If I like an Instagram post from The New York Times, Instagram takes that data and feeds me what it thinks I want to see in the future. Now, I’m reading biased news without even realizing it’s being filtered for me.
As a public policy major (albeit, a first-year student who has taken one policy class) and someone who has always been intrigued by current events, I feel like I am a privileged news consumer. My interests allow me to make a conscious effort to be informed. While many young people may have access to online news content, not everyone has the time to read past the headline.
“I’m gonna be honest, I don’t seek out news … but I don’t like to be put on the spot and not know what I’m talking about … especially as a college student we’re going from class to class … I kinda just read [news] when I can," Ascher said.
In today’s tense political climate, if a topic is brought up in conversation and you don’t know what you’re talking about, it’s an extremely vulnerable moment.

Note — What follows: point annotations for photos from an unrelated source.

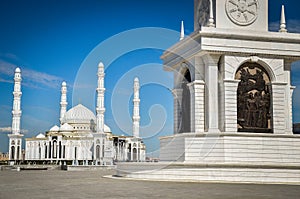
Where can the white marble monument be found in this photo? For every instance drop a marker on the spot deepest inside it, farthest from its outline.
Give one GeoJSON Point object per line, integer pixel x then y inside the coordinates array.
{"type": "Point", "coordinates": [233, 97]}
{"type": "Point", "coordinates": [15, 138]}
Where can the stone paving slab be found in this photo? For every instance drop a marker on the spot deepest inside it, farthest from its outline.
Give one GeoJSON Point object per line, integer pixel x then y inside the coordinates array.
{"type": "Point", "coordinates": [91, 184]}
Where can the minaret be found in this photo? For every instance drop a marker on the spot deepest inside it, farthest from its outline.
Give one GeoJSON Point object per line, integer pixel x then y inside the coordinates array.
{"type": "Point", "coordinates": [182, 31]}
{"type": "Point", "coordinates": [63, 101]}
{"type": "Point", "coordinates": [100, 99]}
{"type": "Point", "coordinates": [136, 108]}
{"type": "Point", "coordinates": [282, 21]}
{"type": "Point", "coordinates": [15, 139]}
{"type": "Point", "coordinates": [17, 103]}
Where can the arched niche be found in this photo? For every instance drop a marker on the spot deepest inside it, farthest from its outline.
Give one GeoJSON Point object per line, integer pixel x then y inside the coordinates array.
{"type": "Point", "coordinates": [254, 99]}
{"type": "Point", "coordinates": [185, 105]}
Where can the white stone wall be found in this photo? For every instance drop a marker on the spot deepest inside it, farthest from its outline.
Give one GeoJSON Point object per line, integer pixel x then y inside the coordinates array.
{"type": "Point", "coordinates": [241, 149]}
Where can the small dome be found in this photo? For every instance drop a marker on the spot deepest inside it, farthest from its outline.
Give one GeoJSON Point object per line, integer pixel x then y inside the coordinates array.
{"type": "Point", "coordinates": [40, 135]}
{"type": "Point", "coordinates": [106, 129]}
{"type": "Point", "coordinates": [18, 70]}
{"type": "Point", "coordinates": [66, 127]}
{"type": "Point", "coordinates": [80, 115]}
{"type": "Point", "coordinates": [100, 65]}
{"type": "Point", "coordinates": [54, 128]}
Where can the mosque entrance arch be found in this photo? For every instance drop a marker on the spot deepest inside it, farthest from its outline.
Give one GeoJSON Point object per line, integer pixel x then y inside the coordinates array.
{"type": "Point", "coordinates": [254, 99]}
{"type": "Point", "coordinates": [185, 104]}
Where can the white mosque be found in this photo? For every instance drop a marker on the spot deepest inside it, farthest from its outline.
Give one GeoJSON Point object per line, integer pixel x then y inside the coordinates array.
{"type": "Point", "coordinates": [82, 138]}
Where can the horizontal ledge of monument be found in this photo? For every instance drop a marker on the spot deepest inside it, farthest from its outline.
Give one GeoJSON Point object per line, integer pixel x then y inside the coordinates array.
{"type": "Point", "coordinates": [197, 164]}
{"type": "Point", "coordinates": [279, 134]}
{"type": "Point", "coordinates": [243, 50]}
{"type": "Point", "coordinates": [247, 35]}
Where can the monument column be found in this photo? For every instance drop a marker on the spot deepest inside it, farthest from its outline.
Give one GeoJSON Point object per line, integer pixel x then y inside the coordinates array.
{"type": "Point", "coordinates": [177, 95]}
{"type": "Point", "coordinates": [212, 98]}
{"type": "Point", "coordinates": [100, 99]}
{"type": "Point", "coordinates": [289, 103]}
{"type": "Point", "coordinates": [197, 90]}
{"type": "Point", "coordinates": [230, 105]}
{"type": "Point", "coordinates": [279, 99]}
{"type": "Point", "coordinates": [15, 139]}
{"type": "Point", "coordinates": [63, 101]}
{"type": "Point", "coordinates": [136, 109]}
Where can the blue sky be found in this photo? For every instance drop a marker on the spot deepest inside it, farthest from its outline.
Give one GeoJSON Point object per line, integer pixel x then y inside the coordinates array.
{"type": "Point", "coordinates": [55, 41]}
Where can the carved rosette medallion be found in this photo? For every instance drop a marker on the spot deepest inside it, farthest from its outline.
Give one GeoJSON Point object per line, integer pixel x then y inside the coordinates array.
{"type": "Point", "coordinates": [242, 12]}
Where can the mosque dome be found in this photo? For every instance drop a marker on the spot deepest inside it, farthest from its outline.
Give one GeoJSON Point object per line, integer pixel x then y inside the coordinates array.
{"type": "Point", "coordinates": [40, 136]}
{"type": "Point", "coordinates": [54, 129]}
{"type": "Point", "coordinates": [80, 115]}
{"type": "Point", "coordinates": [18, 70]}
{"type": "Point", "coordinates": [66, 127]}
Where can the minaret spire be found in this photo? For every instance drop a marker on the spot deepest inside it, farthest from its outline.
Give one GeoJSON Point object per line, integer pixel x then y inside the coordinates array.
{"type": "Point", "coordinates": [17, 103]}
{"type": "Point", "coordinates": [15, 139]}
{"type": "Point", "coordinates": [100, 99]}
{"type": "Point", "coordinates": [63, 101]}
{"type": "Point", "coordinates": [182, 31]}
{"type": "Point", "coordinates": [282, 20]}
{"type": "Point", "coordinates": [211, 21]}
{"type": "Point", "coordinates": [136, 108]}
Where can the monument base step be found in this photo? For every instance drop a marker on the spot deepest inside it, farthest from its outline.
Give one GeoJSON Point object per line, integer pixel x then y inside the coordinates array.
{"type": "Point", "coordinates": [222, 173]}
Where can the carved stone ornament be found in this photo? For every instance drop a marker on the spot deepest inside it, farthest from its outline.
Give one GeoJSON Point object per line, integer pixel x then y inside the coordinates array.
{"type": "Point", "coordinates": [242, 12]}
{"type": "Point", "coordinates": [254, 99]}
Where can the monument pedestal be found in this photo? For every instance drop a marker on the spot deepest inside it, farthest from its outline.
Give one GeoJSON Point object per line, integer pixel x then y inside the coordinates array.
{"type": "Point", "coordinates": [232, 148]}
{"type": "Point", "coordinates": [223, 157]}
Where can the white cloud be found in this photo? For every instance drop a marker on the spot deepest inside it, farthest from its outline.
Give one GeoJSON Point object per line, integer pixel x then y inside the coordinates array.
{"type": "Point", "coordinates": [31, 78]}
{"type": "Point", "coordinates": [8, 130]}
{"type": "Point", "coordinates": [293, 26]}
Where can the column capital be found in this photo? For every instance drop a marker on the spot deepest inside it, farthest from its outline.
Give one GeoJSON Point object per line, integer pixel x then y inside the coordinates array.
{"type": "Point", "coordinates": [211, 59]}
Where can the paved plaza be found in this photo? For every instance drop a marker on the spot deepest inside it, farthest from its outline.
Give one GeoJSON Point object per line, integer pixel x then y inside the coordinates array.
{"type": "Point", "coordinates": [91, 184]}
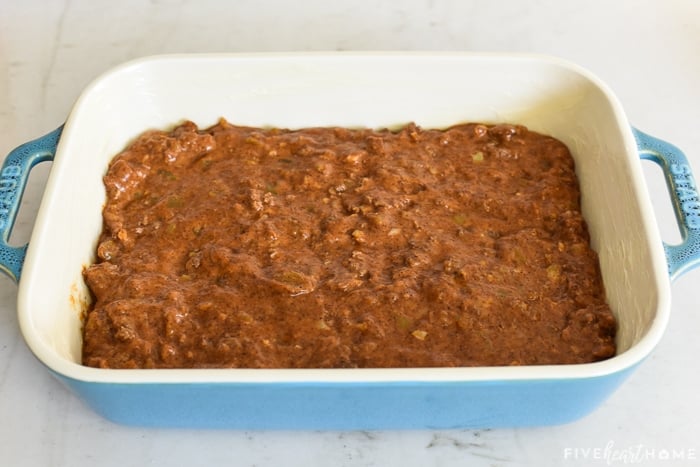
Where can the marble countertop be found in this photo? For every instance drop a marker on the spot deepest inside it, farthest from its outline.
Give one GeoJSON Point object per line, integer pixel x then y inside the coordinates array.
{"type": "Point", "coordinates": [645, 50]}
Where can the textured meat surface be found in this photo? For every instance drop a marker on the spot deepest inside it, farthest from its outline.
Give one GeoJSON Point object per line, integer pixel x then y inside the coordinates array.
{"type": "Point", "coordinates": [328, 247]}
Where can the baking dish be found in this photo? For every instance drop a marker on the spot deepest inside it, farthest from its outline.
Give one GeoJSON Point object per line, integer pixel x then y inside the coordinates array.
{"type": "Point", "coordinates": [546, 94]}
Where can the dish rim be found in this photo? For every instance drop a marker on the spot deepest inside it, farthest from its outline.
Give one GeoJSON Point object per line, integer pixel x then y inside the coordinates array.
{"type": "Point", "coordinates": [627, 359]}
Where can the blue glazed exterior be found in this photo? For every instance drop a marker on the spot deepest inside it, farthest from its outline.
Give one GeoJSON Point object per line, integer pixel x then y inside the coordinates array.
{"type": "Point", "coordinates": [13, 179]}
{"type": "Point", "coordinates": [362, 405]}
{"type": "Point", "coordinates": [349, 406]}
{"type": "Point", "coordinates": [684, 195]}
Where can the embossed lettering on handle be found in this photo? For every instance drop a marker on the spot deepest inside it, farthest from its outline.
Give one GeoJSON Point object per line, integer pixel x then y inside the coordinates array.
{"type": "Point", "coordinates": [684, 195]}
{"type": "Point", "coordinates": [13, 180]}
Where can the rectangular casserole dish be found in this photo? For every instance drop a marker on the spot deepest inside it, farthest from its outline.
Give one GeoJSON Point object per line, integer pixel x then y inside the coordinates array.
{"type": "Point", "coordinates": [370, 90]}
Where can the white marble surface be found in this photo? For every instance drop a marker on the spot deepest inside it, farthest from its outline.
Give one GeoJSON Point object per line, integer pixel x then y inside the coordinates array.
{"type": "Point", "coordinates": [647, 51]}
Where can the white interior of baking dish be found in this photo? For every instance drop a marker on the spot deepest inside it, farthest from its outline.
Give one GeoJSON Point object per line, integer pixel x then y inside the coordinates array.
{"type": "Point", "coordinates": [370, 90]}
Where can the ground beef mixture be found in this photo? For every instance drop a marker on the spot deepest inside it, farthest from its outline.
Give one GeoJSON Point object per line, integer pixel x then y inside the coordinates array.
{"type": "Point", "coordinates": [330, 247]}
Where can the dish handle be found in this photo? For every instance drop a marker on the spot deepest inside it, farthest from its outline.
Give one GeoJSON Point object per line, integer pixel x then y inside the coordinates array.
{"type": "Point", "coordinates": [13, 179]}
{"type": "Point", "coordinates": [684, 196]}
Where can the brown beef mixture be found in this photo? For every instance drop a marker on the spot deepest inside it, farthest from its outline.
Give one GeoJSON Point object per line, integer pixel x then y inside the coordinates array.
{"type": "Point", "coordinates": [331, 247]}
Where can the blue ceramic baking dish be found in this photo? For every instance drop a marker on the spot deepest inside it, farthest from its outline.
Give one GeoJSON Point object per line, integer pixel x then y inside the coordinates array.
{"type": "Point", "coordinates": [350, 89]}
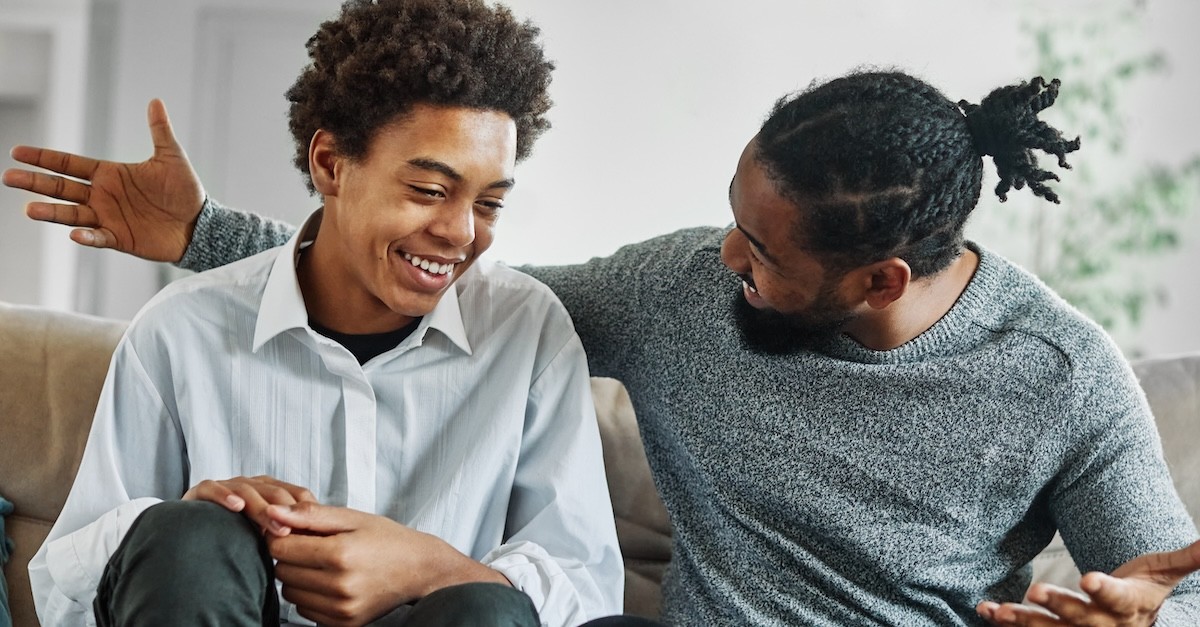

The power of confirmation bias should not be understated; people of all ages turn to the comfort of Fox News, CNN, Instagram pages or Twitter accounts. Everyone thinks the news they’re reading is the right news: how is “brainwashing” from social media any worse than Fox News' “brainwashing?”
“I think the change that’s happened is that people don’t have any shame. I think that there’s stuff that’s being said now that’s just ridiculous," said Frank Baumgartner, a UNC political science professor. "People seem to be gullible ... if it happens to be something that works to support their candidate."
The information ecosystems we exist in are overwhelming and almost laughable.
When discussing the rise of social media and its role in biased news, Goldsmith said: “in many respects, it goes back to the end of the Fairness Doctrine, a document that basically said if you were using something that was broadcast over American-licensed airways, whether on TV or radio, you had to kind of counterbalance something with some view of the other side.”
News outlets are no longer required to simply report on facts; everything’s riddled with opinion and debate.
So how are we supposed to consume news?
“If you can really concentrate on the things that really matter, it’s a lot easier, and just don’t pay attention to the stuff that … whatever criteria you want to use … you can just recognize it as low priority," Baumgartner said.
We have to draw the line somewhere to protect our sanity; we, especially as college students, simply don’t have the capacity to flood our brains with confusing, negative news.
Social media has definitely lowered the standard for current events reporting, but networks like Fox News or CNN aren’t much better, nor are newspapers. It’s a privilege to be able to spend hours researching after something significant happens, so sometimes the best we can do is be skeptical of news and set boundaries on how much we’re consuming.
And don’t let older people tell you that you don’t know what you’re talking about — they probably don’t either.